26 Ekim 2022 - 21:08

Sn. Turan Ateş Bey'in "SİYASETÇİNİN iki ANA UNSURU; GÜVEN ve DÜRÜSTLÜK....." başlıklı makalelerini siz değerli okurlarımızın ilgisine sunuyoruz.



       1969 yılının Eylül Ayı sonları.... Ekim Ayı ortalarında Türkiye Milletvekili  Seçimlerine endeksli....Siyasiler ve Adaylar Seçim Bölgelerinde ve Siyasi Partilerin Genel Başkanları ve Kurmayları Yurt düzeyinde Propoğanda amaçlı  MİTİNG Gezileri  yapıyorlar....

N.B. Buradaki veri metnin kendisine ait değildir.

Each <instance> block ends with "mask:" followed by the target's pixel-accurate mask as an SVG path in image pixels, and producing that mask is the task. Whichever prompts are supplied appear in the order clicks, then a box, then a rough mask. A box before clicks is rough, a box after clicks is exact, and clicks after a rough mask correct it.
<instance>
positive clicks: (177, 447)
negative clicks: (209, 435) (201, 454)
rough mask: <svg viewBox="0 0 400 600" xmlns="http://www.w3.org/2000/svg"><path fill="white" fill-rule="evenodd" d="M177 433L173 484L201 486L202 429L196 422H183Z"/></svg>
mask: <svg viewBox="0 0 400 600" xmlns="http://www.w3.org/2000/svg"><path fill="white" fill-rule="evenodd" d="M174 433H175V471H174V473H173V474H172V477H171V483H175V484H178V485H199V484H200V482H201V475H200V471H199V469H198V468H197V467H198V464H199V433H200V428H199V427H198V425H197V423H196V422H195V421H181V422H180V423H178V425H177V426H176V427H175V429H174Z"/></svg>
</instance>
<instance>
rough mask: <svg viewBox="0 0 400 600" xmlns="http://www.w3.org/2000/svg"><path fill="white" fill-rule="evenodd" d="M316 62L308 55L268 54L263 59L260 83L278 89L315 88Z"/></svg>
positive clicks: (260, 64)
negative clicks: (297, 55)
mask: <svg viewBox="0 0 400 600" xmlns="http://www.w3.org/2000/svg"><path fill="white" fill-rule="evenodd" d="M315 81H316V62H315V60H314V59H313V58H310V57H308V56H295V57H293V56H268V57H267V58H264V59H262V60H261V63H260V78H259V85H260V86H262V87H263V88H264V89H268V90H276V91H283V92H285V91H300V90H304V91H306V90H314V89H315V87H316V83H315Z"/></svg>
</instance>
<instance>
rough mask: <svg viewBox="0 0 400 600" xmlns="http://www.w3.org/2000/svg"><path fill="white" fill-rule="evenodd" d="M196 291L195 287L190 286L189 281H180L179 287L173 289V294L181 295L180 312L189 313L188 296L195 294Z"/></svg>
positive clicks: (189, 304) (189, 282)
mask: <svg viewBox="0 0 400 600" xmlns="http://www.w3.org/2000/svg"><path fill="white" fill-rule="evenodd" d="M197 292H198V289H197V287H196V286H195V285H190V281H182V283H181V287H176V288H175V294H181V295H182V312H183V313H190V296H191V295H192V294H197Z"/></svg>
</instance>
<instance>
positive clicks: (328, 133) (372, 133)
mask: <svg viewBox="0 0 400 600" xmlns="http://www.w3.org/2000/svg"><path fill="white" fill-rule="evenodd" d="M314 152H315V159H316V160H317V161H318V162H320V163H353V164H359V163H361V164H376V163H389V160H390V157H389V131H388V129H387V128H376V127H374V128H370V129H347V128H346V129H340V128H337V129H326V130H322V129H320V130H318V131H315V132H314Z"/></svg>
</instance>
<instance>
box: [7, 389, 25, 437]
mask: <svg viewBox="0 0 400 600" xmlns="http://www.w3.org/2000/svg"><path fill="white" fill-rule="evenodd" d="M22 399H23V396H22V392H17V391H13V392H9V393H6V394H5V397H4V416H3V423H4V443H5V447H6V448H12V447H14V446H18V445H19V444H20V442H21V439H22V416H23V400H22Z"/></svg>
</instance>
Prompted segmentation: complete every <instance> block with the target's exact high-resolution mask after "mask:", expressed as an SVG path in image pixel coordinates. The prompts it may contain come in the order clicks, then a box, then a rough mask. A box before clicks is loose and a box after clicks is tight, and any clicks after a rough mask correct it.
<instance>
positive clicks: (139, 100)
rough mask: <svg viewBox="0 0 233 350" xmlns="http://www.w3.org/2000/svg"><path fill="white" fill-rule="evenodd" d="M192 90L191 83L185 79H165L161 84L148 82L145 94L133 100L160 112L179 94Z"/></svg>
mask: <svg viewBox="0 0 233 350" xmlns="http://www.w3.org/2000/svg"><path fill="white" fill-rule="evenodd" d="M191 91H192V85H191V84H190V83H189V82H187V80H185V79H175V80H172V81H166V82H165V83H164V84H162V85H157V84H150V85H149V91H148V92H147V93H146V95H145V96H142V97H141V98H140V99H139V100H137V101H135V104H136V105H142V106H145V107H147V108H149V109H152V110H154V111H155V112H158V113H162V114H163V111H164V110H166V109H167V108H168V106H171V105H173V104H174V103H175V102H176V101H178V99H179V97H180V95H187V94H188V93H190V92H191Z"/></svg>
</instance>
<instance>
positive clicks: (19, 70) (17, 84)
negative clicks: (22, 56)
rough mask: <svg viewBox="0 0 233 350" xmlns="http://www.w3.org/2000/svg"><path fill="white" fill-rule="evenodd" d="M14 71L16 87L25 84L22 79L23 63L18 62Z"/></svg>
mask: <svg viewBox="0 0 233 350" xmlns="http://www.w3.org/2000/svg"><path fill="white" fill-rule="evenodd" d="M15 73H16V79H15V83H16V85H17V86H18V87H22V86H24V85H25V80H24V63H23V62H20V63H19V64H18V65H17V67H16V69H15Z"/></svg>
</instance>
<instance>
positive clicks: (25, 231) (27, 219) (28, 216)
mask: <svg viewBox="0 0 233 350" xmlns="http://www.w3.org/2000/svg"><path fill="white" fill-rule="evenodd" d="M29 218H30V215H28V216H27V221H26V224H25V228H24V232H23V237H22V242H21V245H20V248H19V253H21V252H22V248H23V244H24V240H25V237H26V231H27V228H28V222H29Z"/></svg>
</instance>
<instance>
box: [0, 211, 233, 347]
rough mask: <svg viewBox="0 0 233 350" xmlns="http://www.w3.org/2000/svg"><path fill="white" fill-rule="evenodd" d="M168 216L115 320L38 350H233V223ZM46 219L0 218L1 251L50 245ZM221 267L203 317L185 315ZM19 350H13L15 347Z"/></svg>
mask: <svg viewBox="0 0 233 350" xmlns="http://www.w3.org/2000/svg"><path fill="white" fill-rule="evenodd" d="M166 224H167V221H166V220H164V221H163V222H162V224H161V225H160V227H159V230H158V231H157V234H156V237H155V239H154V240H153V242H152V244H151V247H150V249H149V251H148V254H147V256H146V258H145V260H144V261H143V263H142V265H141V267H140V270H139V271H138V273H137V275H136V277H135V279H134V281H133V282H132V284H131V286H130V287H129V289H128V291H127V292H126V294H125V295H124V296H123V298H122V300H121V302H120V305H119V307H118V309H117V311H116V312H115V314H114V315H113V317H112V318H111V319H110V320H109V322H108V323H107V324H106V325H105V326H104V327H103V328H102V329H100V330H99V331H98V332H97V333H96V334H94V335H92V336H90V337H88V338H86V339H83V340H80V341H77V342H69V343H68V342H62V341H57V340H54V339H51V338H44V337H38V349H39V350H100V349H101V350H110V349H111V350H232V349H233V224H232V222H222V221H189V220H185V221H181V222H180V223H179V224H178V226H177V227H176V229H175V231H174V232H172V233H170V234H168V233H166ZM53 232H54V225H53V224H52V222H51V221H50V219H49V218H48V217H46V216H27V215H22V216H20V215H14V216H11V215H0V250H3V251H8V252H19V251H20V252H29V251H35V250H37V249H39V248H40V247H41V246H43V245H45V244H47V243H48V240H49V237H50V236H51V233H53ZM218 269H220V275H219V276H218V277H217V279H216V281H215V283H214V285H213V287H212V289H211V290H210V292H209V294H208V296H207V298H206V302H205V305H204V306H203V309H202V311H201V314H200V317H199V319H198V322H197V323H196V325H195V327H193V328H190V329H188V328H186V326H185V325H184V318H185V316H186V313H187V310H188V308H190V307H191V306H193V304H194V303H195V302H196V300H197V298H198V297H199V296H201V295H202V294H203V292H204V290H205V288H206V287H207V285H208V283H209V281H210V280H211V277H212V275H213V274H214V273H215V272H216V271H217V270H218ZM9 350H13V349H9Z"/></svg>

        Ben Kırşehir İlköğretmen Okulunu yeni bitirdim ve Memleketim olan Kırşehir ili-Kaman ilçesinin bir köyüne yeni atanmış  öğretmenim....
       Henüz Okula gidip göreve fiilen başlamadım....

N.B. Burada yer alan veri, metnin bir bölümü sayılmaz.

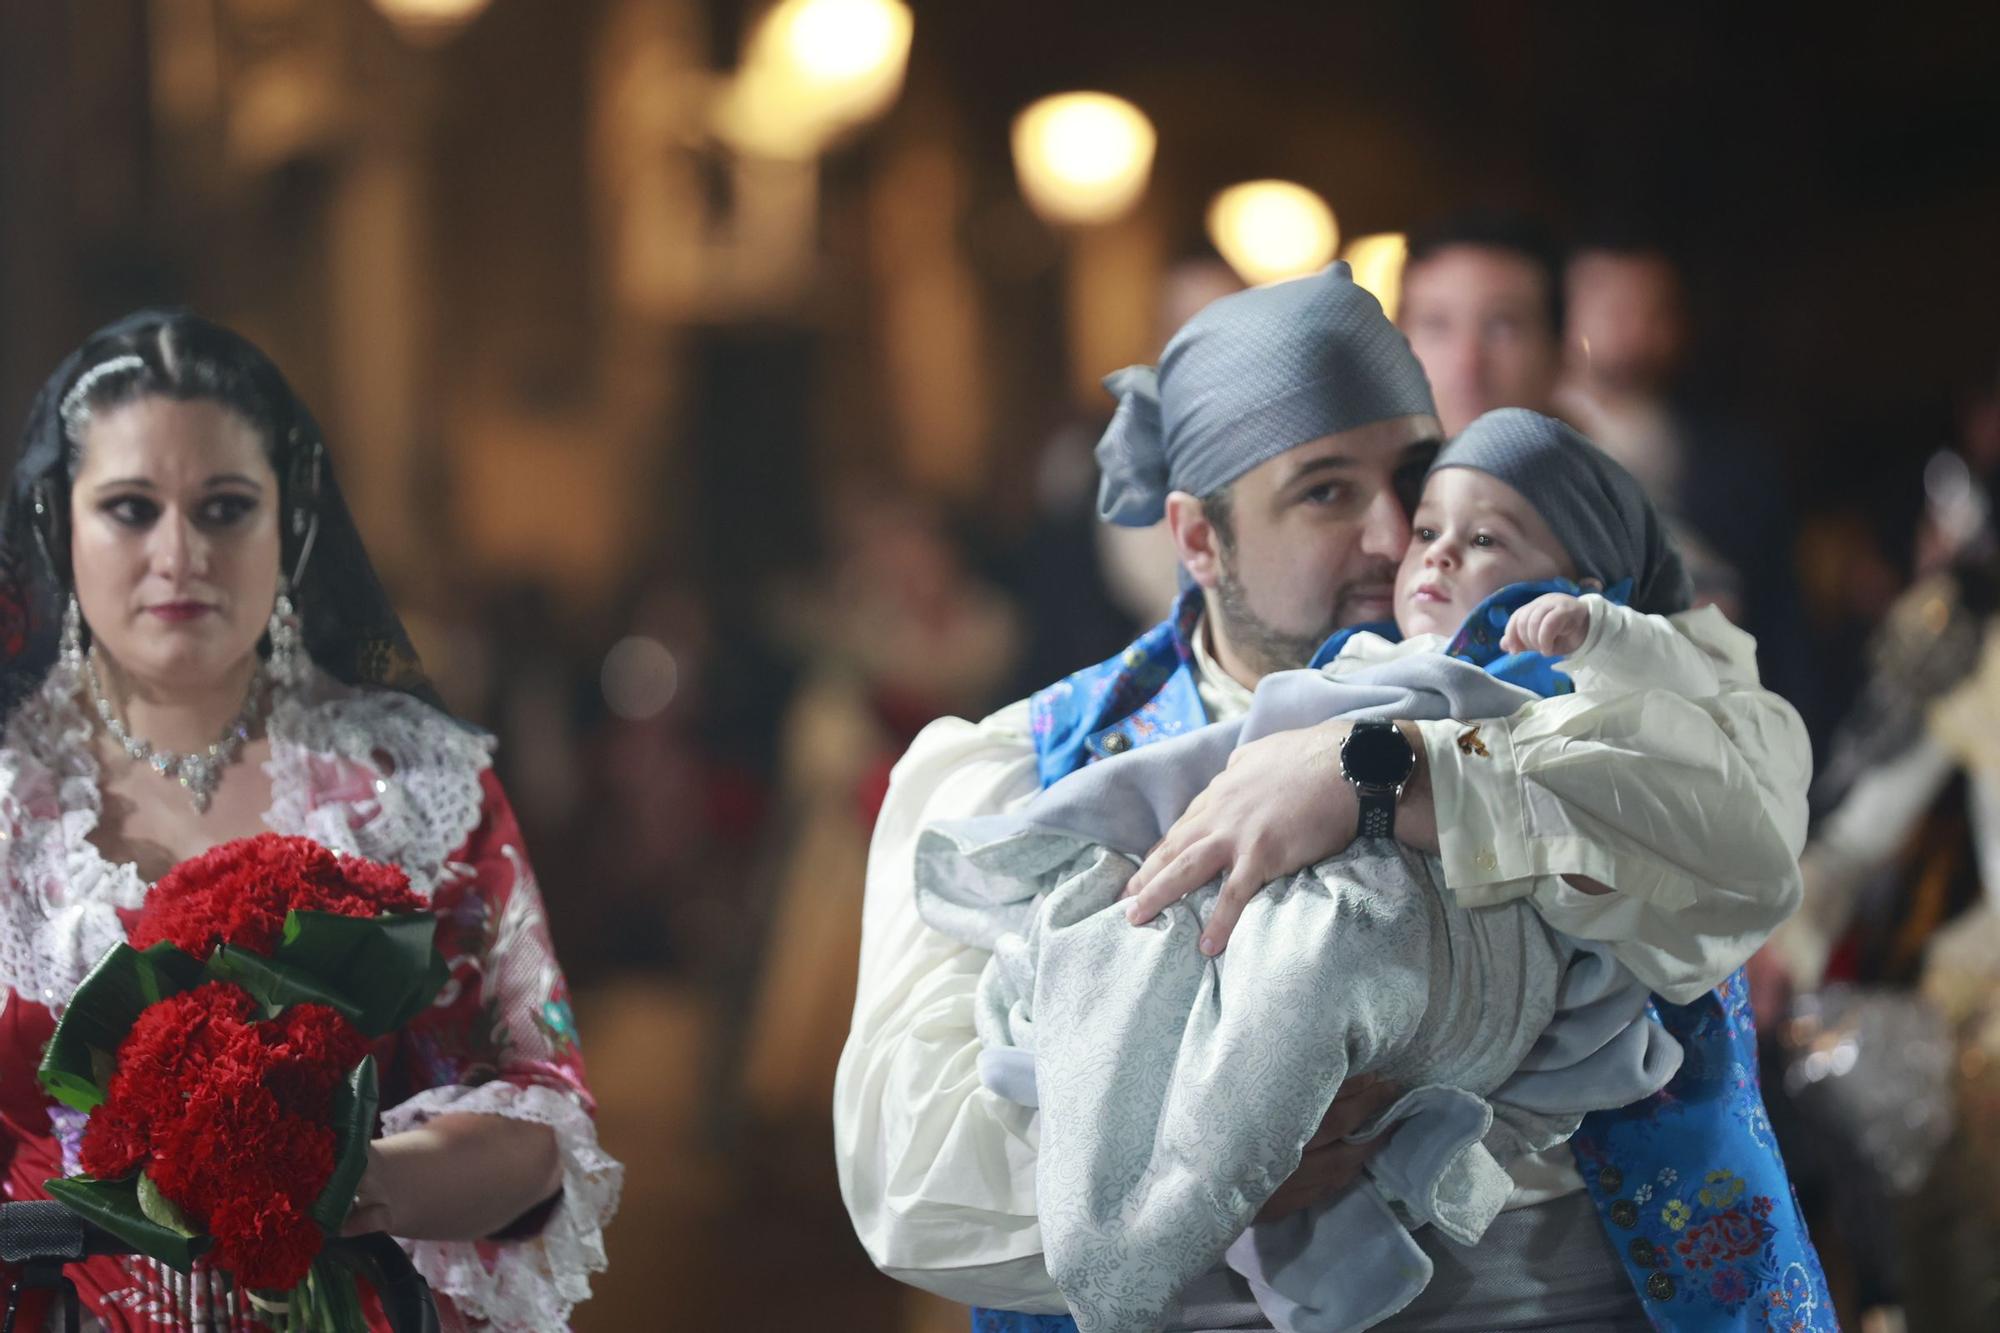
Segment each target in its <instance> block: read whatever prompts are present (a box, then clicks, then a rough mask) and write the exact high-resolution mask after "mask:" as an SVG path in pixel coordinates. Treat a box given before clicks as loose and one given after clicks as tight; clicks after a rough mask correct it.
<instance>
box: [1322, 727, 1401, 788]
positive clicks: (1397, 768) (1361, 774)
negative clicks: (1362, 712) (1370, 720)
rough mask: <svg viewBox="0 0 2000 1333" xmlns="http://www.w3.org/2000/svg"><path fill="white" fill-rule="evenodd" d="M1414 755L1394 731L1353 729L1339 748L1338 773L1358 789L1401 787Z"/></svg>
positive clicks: (1400, 736)
mask: <svg viewBox="0 0 2000 1333" xmlns="http://www.w3.org/2000/svg"><path fill="white" fill-rule="evenodd" d="M1414 767H1416V755H1412V753H1410V743H1408V741H1404V739H1402V733H1400V731H1396V729H1394V727H1356V729H1354V731H1352V733H1350V735H1348V739H1346V745H1342V747H1340V771H1342V773H1344V775H1346V777H1348V781H1350V783H1360V785H1362V787H1402V785H1404V783H1408V781H1410V771H1412V769H1414Z"/></svg>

       Kırşehir'e; Millet Partisi Genel Balkanı merhum Osman BÖLÜKBAŞI  ve emekli Genel Kurmay Başkanı Orgeneral Cemal TURAL geldiler....
      Tabii; BÖLÜKBAŞI Kırşehir'in yetiştirdiği kendine özgü ve son derecede dürüst bir Siyasetçi ve de LİDER...
      Saat 15.00 sıralarında Osman BÖLÜKBAŞI, TURAL paşa ile beraber miting alanına geldiler....
      Merhum Osman BÖLÜKBAŞI;Kırşehir'in yetiştirdiği ve uzun konuşmaları yanında hazır cevapçı bir HATİP...Zevkle dinlenir....Miting alanlarında 6-7 saat konuşur...Herkes de zevkle dinler....Bölükbaşı'da kendisini dinleten bir Hatip....
     Bir süre konuştu ve;                                                                               
    "Aramızda bir misafir var...TSK.nin mümtaz ve şerefli Komutanı sayın Orgeneral Cemal TURAL...."                          
 diye seçmene ve izleyenlere tanıttı....
     Partili Seçmenlerden bir ses yükseldi...                         
               "Osman Bey...ADAYLARI TANIT....."
    Osman BÖLÜKBAŞI; esprili bir şekilde;                                    
         " GELİN BAKALIM GELİN KIZLAR...."
 diyerek  KIRŞEHİR MİLLETVEKİLİ Adaylarını tanıttı....Birinci sıradaki Adayın omuzuna elini koydu;                                                                              
    " ÇİCEKDAĞLI-aday bu ilçeden bir av.- İYİ ÇALIŞMIŞSIN...Açık Gözlülük yapmışsın...LİSTE BAŞISIN...KESİN MİLLETVEKİLİSİN....İHANET EDERSEN....AYRILIRSAN; ÜÇTEN DOKUZA ŞART OLSUN....AVRADIN BOŞ OLSUN..."
    dedi; Halkın huzurunda....Halk Alkışladı....Kimi güldü....İkinci sıradaki ADAYA da;
     " Bizim-Eski Partilinin- B...E....dinin Evladı....Oğlum Baba'na  LAYIK Bir şekilde ÇALIŞ..." 
    dedi....3.sıradaki Adayın şansı olmadığı için meydanlarda yoktu...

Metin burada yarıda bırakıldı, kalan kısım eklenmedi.